This month, I'll be writing about how I set up my self-hosted continuous integration setup (powered by Jenkins and Docker). In this initial post, I wanted to provide some motivation as to why one would want to do this and explain what continuous integration (CI) actually is.

Setting it up took a lot of scouring the internet, so this tutorial aims to be a centralized repository for how to minimally use Jenkins with containerized builds and provide a sample configuration for use.

I'll link the individual parts here as I write them:

Why even test research code?

It's no secret that researchers have terrible code quality. Unlike in software engineering where the code is the product, code is merely a means for running experiments and getting results in research. As a result, it's naturally not a primary focus of researchers. That being said, I think that open science and reproducibility are critical for scientific progress. If more people released better code, it'd be easier to build on prior work and have reproducible and trustable baselines.

To this end, I've always found unit tests to be vital in my machine learning / NLP research code. Machine learning systems are full of moving parts and complex logic. To me, unit tests have a few roles:

  • Make sure that my data pipeline does what I want it to.
  • Ensure that my models minimally train without crashing on toy data.
  • Verify that new code I write doesn't break anything I've already written.
  • Check that my models can save / load properly, and that the results are reproducible across runs.
  • Help me catch bugs in models before I actually train on real data.

Suppose you're trying out a new research idea, be it a new model architecture, initialization strategy, or something else. If you run the code and don't get the results you want, you're left in a quandary --- is something wrong with your code, or does the idea simply not work? Unit tests allow me to rule out the first option with some degree of confidence (assuming the tests are good).

Why set up your own CI server?

In short, continuous integration (CI) tools automatically run your tests after each code push you make to a branch in your version control system to make sure that things still work -- ideally, this would prevent you from ever merging code that fails tests into master. In addition, CI can test your code on a host of different environments (e.g. different versions of Python, CPU vs GPU, etc).

There are many great options for cloud-hosted continuous integration out there. I'm partial to TravisCI, as it's quite easy to configure and very reliable. They've generously provided free access to their service if testing open source repos, so that's a very attractive option if you're working in a public Github repository.

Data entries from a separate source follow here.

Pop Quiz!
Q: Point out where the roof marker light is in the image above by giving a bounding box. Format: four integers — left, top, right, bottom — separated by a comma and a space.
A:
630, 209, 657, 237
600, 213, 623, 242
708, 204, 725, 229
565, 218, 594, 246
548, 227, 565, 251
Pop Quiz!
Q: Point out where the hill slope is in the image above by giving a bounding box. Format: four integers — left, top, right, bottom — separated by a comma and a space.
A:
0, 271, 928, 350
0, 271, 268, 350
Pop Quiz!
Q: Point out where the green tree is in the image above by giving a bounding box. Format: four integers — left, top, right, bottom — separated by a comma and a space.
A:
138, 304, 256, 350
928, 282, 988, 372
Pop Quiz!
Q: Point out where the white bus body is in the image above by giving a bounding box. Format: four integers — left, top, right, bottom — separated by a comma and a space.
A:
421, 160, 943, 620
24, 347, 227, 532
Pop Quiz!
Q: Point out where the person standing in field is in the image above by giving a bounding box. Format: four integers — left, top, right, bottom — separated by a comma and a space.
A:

However, much of the research code I write is in private repos. TravisCI provides 1 job for private repos to students as part of the Github student developer pack. For research projects where the tests can take a non-trivial amount of time to run, this 1-job cap can really show down progress. For example, I was recently working on a project where each build took around 7 minutes. Since I ran Travis on Python 2.7, 3.5, and 3.6, building each push took a whopping 21 minutes! Waiting 21 minutes to verify that a push passes tests is far too long, especially when you're usually writing more code in the meantime and you want to merge features as fast as possible. As a result, I turned to setting up my own continuous integration server with the open-source Jenkins to speed up my builds and thus let me iterate faster.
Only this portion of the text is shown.